Hacker News new | ask | show | jobs
by l23k4 19 days ago
Those poor pension funds, unable to make their own decisions. Forced to keep all of their money in $NDX forever.

It must be terrible to be so utterly powerless.

2 comments

That's not how pension funds work though. Pension funds are extremely conservative. They invest on horizons spanning decades. They can't just make decisions from one month to the next. The very short time frame of an index accepting Tesla is the problem. It's like telling a train "quick, make a right here"
And how do you suppose these rules were originally introduced? Do you believe that the reasoning was particularly solid then, and is it directly applicable in the current situation?
Yes. These rules were introduced, because that's the purpose of pension funds. To invest in very long-term ideas and assets. That's their whole purpose. I'm not sure if we're debating here about the purpose of pension funds, or their strategy of investing in index funds. The first one doesn't change, the second one, maybe.
Pension funds use (you guessed it) index funds like your average passive investor.

Sure we can hate pension funds but fuck the management of those indexes.

Pension funds are perfectly capable of switching to a different product if they don't want index funds that reflect the market. But they do want index funds that actually reflect the market, so they want these rule changes.

The management of those indices is just doing exactly what the vast majority of their customers want.

What? Absolutely not. They are doing what the President is telling them to do.

The customers of indexes are providers of funds (Vanguard, BlackRock, ...). In turn, people like you and me are clients of those providers.

Indexes are changing the rules thanks to lobbies by the world's richest people so they can get even richer by dumping their overvalued stocks.

If you are not a SpaceX investor, you are losing money. Including pension funds.

>What? Absolutely not. They are doing what the President is telling them to do.

This is a paranoid delusion.

These rules were never on particularly solid ground, it's only natural to see them gone when you have significant upcoming IPOs changing the structure of the market. It is the job of these indices to keep up with that.

I'm sorry but you're very naive. The rules were changed because it was advantageous to SpaceX and the richest man on Earth.

Those rules were implemented to protect the index from being skewed when an IPO happens because the IPO is exactly the moment where the stock may be overvalued and very volatile (compared to all the other stocks that are in the index). We especially don't know at IPO time if the company is changing the structure of the market because it's too soon. And in fact, we won't know for a couple more weeks or even years; but by that time the price will have stabilized.

The index is supposed to be slow at rebalancing to minimize costs and make it practical for providers as well.

And as I write this comment, I've just read that they cancelled the changes[1]. Which completely proves your last sentence wrong.

[1]: https://press.spglobal.com/2026-06-04-S-P-Dow-Jones-Indices-...

>I'm sorry but you're very naive. The rules were changed because it was advantageous to SpaceX and the richest man on Earth.

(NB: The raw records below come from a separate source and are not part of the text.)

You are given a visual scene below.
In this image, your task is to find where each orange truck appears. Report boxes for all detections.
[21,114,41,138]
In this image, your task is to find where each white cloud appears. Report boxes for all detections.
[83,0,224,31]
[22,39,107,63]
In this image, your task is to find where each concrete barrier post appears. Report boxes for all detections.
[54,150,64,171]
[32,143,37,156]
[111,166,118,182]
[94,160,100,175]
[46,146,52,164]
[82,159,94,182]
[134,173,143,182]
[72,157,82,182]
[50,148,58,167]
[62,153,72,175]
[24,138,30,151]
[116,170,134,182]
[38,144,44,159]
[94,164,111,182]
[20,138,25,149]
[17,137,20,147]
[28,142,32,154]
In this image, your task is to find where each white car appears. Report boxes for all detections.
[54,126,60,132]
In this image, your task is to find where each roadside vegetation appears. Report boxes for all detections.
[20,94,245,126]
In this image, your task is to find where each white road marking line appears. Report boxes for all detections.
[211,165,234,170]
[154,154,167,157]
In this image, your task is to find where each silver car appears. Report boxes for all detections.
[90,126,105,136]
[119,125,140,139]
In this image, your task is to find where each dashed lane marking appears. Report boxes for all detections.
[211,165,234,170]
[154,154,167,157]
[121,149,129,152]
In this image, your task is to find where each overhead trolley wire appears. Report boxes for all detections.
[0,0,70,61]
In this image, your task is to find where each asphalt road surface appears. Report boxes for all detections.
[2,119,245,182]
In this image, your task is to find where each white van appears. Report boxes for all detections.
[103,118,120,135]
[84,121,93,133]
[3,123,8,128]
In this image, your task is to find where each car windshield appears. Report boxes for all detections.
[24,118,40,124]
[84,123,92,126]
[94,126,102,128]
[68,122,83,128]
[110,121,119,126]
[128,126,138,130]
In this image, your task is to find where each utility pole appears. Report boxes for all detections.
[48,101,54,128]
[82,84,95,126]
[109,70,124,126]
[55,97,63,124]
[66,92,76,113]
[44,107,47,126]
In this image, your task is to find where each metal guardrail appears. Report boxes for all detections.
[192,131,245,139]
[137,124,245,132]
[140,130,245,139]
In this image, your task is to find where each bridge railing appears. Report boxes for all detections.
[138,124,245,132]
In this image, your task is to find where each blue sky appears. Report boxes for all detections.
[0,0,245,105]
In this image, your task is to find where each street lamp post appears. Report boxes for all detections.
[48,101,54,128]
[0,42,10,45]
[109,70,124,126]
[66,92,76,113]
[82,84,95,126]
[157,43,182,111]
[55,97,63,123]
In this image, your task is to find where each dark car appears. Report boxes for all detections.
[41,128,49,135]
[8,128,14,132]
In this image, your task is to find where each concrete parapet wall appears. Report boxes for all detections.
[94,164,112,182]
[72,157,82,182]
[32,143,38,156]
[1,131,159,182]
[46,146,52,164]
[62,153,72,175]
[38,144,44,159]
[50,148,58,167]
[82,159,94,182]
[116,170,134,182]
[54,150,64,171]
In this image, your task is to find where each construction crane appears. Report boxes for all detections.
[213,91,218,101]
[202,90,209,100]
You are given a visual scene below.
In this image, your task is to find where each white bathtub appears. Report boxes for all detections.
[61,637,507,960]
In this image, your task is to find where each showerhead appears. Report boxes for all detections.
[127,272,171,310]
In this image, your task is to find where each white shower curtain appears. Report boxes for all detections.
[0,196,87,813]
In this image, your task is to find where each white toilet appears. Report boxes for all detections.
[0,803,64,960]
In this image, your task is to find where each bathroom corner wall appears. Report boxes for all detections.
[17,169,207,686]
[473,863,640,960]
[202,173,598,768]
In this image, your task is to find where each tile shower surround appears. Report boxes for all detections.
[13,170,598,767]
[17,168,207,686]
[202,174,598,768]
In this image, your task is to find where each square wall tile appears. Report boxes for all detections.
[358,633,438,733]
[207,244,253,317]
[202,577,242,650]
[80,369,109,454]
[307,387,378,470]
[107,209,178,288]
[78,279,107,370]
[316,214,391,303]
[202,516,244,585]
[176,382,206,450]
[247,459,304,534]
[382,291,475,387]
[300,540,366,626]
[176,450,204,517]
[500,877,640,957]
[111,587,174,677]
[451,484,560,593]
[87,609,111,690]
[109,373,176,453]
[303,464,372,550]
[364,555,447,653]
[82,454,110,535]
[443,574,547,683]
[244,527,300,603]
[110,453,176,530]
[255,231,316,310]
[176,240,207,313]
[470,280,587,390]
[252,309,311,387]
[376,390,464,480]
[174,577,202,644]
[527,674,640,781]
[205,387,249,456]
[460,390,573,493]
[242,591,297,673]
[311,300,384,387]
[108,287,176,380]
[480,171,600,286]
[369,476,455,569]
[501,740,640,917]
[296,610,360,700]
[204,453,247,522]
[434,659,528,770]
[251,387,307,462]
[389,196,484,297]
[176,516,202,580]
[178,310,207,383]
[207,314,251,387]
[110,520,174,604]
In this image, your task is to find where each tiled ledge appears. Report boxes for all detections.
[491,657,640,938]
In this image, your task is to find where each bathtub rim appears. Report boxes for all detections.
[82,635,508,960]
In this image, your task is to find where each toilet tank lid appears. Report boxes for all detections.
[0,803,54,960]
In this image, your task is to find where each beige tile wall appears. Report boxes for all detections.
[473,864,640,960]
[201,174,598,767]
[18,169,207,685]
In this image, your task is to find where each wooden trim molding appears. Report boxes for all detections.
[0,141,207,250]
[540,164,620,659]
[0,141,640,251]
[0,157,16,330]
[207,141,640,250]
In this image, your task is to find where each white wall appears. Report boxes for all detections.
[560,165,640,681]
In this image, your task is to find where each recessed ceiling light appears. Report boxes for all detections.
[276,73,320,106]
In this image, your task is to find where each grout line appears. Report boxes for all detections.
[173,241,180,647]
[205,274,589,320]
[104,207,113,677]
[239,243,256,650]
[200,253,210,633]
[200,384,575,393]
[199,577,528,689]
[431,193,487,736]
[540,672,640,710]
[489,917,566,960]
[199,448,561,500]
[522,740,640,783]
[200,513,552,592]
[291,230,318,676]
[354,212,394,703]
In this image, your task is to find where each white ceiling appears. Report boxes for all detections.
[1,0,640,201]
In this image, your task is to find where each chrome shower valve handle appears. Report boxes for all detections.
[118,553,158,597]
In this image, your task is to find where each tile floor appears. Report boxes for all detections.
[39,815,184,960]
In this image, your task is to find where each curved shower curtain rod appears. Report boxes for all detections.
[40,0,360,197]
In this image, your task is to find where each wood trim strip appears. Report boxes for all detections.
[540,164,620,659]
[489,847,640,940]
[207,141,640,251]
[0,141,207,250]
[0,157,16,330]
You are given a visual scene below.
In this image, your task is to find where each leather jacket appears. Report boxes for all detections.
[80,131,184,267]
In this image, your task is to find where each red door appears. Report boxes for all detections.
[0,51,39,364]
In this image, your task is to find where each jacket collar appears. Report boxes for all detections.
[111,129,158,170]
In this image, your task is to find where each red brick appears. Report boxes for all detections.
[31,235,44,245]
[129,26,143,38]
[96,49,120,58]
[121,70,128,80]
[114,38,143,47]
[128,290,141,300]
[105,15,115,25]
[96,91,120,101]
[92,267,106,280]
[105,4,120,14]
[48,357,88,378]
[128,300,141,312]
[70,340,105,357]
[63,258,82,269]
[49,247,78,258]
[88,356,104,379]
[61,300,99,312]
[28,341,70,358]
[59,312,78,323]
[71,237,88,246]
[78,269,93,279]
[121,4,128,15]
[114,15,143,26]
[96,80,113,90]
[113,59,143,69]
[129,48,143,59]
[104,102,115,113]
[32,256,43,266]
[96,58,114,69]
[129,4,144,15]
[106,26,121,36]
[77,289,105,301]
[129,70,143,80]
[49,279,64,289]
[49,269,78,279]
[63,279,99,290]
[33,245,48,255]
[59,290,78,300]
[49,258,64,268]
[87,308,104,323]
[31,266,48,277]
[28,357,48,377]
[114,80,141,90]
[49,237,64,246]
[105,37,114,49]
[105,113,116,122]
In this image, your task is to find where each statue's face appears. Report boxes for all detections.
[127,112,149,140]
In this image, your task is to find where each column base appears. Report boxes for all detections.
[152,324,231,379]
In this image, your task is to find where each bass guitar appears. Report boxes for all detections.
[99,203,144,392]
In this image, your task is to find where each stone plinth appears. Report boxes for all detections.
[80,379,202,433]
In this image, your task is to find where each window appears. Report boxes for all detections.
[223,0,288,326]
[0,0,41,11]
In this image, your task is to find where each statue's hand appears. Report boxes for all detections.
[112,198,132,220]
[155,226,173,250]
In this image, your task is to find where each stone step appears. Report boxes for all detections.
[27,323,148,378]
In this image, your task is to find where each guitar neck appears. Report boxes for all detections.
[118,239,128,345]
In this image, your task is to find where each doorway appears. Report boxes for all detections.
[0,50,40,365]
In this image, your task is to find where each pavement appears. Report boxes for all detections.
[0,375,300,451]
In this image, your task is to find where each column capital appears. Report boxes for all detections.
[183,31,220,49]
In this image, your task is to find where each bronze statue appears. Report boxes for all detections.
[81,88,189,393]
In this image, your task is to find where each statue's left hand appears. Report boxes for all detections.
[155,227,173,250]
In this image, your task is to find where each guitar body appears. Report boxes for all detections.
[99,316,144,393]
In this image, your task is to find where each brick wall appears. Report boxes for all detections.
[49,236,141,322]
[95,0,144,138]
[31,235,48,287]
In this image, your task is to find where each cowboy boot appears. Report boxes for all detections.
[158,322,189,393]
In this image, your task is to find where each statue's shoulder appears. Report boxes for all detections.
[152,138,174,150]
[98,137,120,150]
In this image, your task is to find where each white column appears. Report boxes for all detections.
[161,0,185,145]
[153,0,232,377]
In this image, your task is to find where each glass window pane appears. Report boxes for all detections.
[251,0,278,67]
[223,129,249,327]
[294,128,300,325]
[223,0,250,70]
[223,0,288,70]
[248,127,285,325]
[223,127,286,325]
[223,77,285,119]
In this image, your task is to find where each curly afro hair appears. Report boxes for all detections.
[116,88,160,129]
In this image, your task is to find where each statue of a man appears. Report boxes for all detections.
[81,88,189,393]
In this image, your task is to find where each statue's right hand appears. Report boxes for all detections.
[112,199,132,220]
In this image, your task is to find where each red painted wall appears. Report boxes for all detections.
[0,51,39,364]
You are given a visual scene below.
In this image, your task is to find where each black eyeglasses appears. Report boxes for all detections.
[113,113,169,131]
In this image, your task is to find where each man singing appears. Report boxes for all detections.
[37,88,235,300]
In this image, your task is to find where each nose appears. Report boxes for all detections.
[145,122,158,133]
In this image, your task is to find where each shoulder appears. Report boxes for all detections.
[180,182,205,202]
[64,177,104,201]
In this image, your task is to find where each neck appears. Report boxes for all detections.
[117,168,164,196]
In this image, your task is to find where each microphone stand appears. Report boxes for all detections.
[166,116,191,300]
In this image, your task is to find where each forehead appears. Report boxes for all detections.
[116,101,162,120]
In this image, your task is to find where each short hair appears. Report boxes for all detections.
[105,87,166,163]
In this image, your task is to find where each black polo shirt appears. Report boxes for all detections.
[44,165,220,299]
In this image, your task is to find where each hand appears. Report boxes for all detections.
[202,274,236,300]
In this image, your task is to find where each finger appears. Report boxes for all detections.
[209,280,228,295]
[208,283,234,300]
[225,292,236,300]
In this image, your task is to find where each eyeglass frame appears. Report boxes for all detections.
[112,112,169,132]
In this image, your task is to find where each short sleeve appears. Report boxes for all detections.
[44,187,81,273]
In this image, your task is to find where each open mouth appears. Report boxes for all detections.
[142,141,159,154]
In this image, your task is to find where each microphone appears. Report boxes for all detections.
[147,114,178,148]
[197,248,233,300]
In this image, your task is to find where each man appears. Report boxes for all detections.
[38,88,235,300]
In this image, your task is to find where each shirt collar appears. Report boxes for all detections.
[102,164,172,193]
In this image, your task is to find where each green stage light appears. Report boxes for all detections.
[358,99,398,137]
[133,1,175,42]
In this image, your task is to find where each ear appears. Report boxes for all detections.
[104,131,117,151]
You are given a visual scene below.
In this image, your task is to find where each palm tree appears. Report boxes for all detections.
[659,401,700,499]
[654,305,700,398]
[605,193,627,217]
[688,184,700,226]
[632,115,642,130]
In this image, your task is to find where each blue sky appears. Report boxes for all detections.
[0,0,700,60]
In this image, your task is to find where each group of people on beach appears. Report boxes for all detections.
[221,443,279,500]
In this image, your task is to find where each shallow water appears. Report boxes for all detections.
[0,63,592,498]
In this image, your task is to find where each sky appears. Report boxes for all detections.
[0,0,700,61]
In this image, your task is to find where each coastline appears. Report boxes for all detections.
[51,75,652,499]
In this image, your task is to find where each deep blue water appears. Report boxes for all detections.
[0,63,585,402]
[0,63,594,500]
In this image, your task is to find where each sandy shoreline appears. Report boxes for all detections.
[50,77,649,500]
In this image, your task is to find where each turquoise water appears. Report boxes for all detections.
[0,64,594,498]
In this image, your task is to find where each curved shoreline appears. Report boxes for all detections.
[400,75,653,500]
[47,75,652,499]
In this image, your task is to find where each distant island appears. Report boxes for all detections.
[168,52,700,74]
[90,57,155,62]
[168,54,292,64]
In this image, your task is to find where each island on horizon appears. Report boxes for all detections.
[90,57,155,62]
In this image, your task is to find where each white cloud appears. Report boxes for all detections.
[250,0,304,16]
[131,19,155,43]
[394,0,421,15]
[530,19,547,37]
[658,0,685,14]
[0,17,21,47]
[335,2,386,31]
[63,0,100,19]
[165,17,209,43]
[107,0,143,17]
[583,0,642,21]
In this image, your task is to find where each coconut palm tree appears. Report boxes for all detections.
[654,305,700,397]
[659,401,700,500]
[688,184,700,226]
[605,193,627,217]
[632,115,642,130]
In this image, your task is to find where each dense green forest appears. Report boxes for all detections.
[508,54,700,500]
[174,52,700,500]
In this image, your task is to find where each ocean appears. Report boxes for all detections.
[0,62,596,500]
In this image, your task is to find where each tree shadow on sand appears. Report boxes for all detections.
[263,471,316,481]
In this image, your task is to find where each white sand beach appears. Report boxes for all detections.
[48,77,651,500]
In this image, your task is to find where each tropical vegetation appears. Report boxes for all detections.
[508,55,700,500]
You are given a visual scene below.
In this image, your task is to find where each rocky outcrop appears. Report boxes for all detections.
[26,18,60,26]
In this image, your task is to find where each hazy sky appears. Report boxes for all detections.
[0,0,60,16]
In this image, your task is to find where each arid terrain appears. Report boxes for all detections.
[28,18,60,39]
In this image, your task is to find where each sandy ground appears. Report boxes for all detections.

The rules were changed in the mid-90s because of a significant amount of big IPOs which did not have a reasonable path to profitability. That's not even close to the situation we're in right now. Both OpenAI and Anthropic are clearly solid businesses.

> We especially don't know at IPO time if the company is changing the structure of the market because it's too soon. And in fact, we won't know for a couple more weeks or even years; but by that time the price will have stabilized.

This is largely magical thinking. How many more weeks should I wait before $TSLA will stabilize?

>And as I write this comment, I've just read that they cancelled the changes[1]. Which completely proves your last sentence wrong.

Or maybe deranged Americans just turned this non-political issue into a political one, and S&P global thought this was not a hill worth literally getting shot in their office for? I don't know, that'd certainly be my primary concern in their place. Wouldn't it be yours?